D'ici 2020, les émissions moyennes des véhicules neufs ne devront pas dépasser les 95 g de dioxyde de carbone par kilomètre parcouru, soit 40 g de moins que le niveau d'aujourd'hui et 35 g de moins qu'en 2015 si les nouvelles réglementations sont adoptées.
Connie Hedegaard, la commissaire européenne à l'action pour le climat, a déclaré que ces objectifs étaient « ambitieux, mais réalisables » et profiteraient aux consommateurs en entraînant des économies sur les carburants. Ils permettront également aux constructeurs automobiles européens de concurrencer les constructeurs étrangers.
« Nous proposons une réglementation juste et équilibrée », a-t-elle affirmé.
Ces propositions doivent encore être adoptées par les États membres et le Parlement européen avant d'entrer en vigueur. Ce processus pourrait s'avérer complexe, car les constructeurs automobiles continuent de faire pression sur les acteurs politiques quant à ces objectifs.
Selon les estimations de l'UE, le conducteur moyen au volant d'une voiture neuve en 2020 pourrait économiser environ 340 euros sur le prix du carburant la première année et entre 2 900 et 3 800 euros sur la durée de vie totale du véhicule (13 ans en moyenne), par rapport aux objectifs de 2015. Cela reviendrait à des économies totales d'environ 30 milliards d'euros par ans en carburant, ce qui pourrait augmenter le PIB de l'UE de 12 milliards d'euros par an, créer de nouveaux emplois et permettre à l'Union d'importer 160 millions de tonnes de pétrole en moins.
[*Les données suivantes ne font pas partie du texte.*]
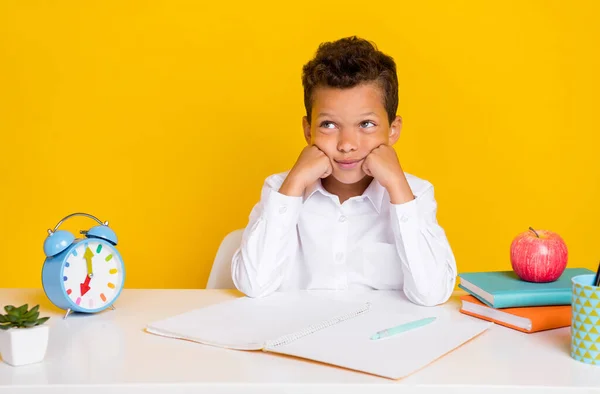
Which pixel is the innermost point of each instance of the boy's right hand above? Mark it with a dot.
(311, 165)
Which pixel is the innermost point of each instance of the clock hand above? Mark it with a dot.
(88, 260)
(85, 286)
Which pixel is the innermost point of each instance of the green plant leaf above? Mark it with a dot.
(32, 312)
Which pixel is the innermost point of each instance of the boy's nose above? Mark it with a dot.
(347, 141)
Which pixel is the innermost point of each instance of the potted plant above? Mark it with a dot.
(23, 335)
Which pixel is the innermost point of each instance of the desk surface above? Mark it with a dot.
(90, 353)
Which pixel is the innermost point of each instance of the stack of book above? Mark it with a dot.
(503, 298)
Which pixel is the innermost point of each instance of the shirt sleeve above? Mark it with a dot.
(427, 259)
(268, 242)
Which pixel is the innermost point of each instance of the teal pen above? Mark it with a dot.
(402, 328)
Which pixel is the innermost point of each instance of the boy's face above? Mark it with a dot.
(347, 124)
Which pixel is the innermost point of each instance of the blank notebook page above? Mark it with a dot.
(248, 323)
(348, 343)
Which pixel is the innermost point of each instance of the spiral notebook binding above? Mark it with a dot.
(287, 339)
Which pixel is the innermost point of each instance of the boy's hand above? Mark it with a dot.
(311, 165)
(383, 164)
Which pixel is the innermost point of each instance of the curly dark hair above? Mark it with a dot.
(349, 62)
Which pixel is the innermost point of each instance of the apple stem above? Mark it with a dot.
(536, 234)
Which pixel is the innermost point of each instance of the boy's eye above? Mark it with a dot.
(367, 124)
(327, 125)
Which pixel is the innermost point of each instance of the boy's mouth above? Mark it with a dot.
(348, 164)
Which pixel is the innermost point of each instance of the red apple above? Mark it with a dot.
(538, 256)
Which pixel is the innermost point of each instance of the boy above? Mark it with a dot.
(346, 215)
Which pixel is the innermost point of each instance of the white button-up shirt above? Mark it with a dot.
(314, 242)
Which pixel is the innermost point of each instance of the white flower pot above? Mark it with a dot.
(22, 346)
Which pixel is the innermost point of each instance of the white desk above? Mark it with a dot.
(95, 353)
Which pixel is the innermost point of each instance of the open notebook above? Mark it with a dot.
(323, 329)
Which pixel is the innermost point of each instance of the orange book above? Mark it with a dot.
(525, 319)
Dans les couloirs à Bruxelles, les constructeurs automobiles n'ont eu de cesse d'exercer des pressions contre ces propositions, estimant que des objectifs stricts entraîneraient des coûts élevés pour la recherche et le développement, ainsi qu'en termes d'adaptation des lignes de production.
Mme Hedegaard a rejeté ces propos et rappelé que les constructeurs avaient également haussé le ton contre les objectifs de 2015. Pourtant, les constructeurs sont déjà en passe d'atteindre les objectifs pour 2015, avec plusieurs années d'avance. « Souvenez-vous des conséquences terribles [qu'ils] avaient annoncées et allez voir ce qu'ils font aujourd'hui. C'est à ce moment-là que la courbe d'innovation a décollé », a-t-elle déclaré.
Les objectifs ont stimulé la croissance, selon la commissaire. « Tous les gens qui achètent des voitures constatent qu'elles consomment moins de carburant qu'il y a quelques années. Ce n'est pas le fruit du hasard, il a fallu fixer des objectifs », a-t-elle poursuivi.
La demande de la population pour des modèles plus économiques est très claire, a-t-elle précisé. « Les citoyens [européens] voudraient des voitures moins coûteuses. »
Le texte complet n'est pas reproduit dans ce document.